Dr. F. A. Tucker, of Noblesville: Food preservatives and food adulteration is a subject that could be controlled by the prime principles of honesty as a base for a food law. The necessity of preserving food in some way has been recognized in the homes and factories since man has emerged from his primitive state. But the modern science of chemistry has placed the means of preserving foods and making tints and colors so fine an art that ordinary means can not detect them. I believe the rights of the consumer are paramount, and he should be consulted as to his tastes and desires, and he should be protected by the State, in so far as chemical analysis of foods, as to artificial coloring, preservatives and antiseptics are concerned. When they are harmful to the consumer in any manner, they should be eliminated. I believe the education of the public in regard to artificial colorings and harmful preservatives to be quite as effective as legislation, especially after a bill for a food law is amended and counteramended by so-called "wise" legislators, reaches the Governor for his signature its good intents and power of rendering a definite good are about all gone.

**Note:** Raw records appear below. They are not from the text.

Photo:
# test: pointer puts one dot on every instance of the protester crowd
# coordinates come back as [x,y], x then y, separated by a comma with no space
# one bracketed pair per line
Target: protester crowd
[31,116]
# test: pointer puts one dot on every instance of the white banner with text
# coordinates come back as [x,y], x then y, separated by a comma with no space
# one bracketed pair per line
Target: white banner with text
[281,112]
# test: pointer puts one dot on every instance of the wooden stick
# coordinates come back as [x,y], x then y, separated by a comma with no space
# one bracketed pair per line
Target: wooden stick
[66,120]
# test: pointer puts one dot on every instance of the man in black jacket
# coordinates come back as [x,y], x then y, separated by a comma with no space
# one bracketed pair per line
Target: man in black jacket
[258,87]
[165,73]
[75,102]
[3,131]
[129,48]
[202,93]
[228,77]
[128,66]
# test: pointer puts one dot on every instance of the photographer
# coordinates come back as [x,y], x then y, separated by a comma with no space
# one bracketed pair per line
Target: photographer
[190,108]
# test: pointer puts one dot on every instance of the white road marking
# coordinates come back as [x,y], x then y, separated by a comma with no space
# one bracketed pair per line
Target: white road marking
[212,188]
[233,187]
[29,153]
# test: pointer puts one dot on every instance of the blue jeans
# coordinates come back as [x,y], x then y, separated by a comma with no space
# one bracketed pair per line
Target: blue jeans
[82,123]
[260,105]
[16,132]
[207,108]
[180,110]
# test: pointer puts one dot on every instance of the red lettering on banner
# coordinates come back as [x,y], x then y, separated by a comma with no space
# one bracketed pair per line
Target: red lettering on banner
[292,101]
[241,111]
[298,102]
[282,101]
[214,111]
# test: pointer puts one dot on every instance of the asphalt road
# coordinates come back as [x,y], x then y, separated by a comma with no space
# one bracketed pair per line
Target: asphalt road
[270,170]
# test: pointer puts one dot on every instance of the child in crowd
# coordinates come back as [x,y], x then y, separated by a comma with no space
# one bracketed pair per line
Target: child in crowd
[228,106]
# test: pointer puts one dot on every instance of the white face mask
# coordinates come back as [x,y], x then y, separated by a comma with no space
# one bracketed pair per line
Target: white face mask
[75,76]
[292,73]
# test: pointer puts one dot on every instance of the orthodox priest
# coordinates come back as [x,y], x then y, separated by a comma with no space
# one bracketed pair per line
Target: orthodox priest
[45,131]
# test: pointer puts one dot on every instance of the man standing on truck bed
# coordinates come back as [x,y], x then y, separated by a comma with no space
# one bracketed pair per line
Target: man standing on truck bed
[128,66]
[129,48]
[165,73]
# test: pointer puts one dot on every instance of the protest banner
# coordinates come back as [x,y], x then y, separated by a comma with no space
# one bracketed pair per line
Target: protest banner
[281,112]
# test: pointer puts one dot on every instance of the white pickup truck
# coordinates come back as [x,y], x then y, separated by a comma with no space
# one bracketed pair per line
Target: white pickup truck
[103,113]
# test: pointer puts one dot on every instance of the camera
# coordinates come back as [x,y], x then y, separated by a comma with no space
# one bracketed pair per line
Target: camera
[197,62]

Every food stuff placed upon the market should bear a label stating what the food is, and if preservatives or colorings are used should specifically state their nature and amount so used. We should be very careful about drawing the line too close as between adulteration and food preservatives. The dangers to the consumer arising from reputably prepared foods to which preservatives have been added is nothing as compared to the dangers from foods having undergone putrefactive changes. Problems of such importance should be decided by medical men and expert

18-Ind. Med. Assn.

chemists, and not in courts of law. Our fund of scientific knowledge on the subject should be increased over what it now is, and we, as medical men, should at least be in advance of legislation. I am proud of Indiana as a State, that she soon will have in full operation laboratories for scientific analysis of foods and drugs for the protection of the unsuspecting public, who should, in turn, be educated by the profession along these lines.

As an economic principle it is apparent that a nation of more than eighty millions of people can not be fed direct from the farm to the consumer's table, for we have the problem of transportation of foodstuffs to the great cities in an edible condition; therefore, it becomes a necessity for some chemical preservatives, but not adulterants. These conditions must be met and controlled for the best interest of the consumer.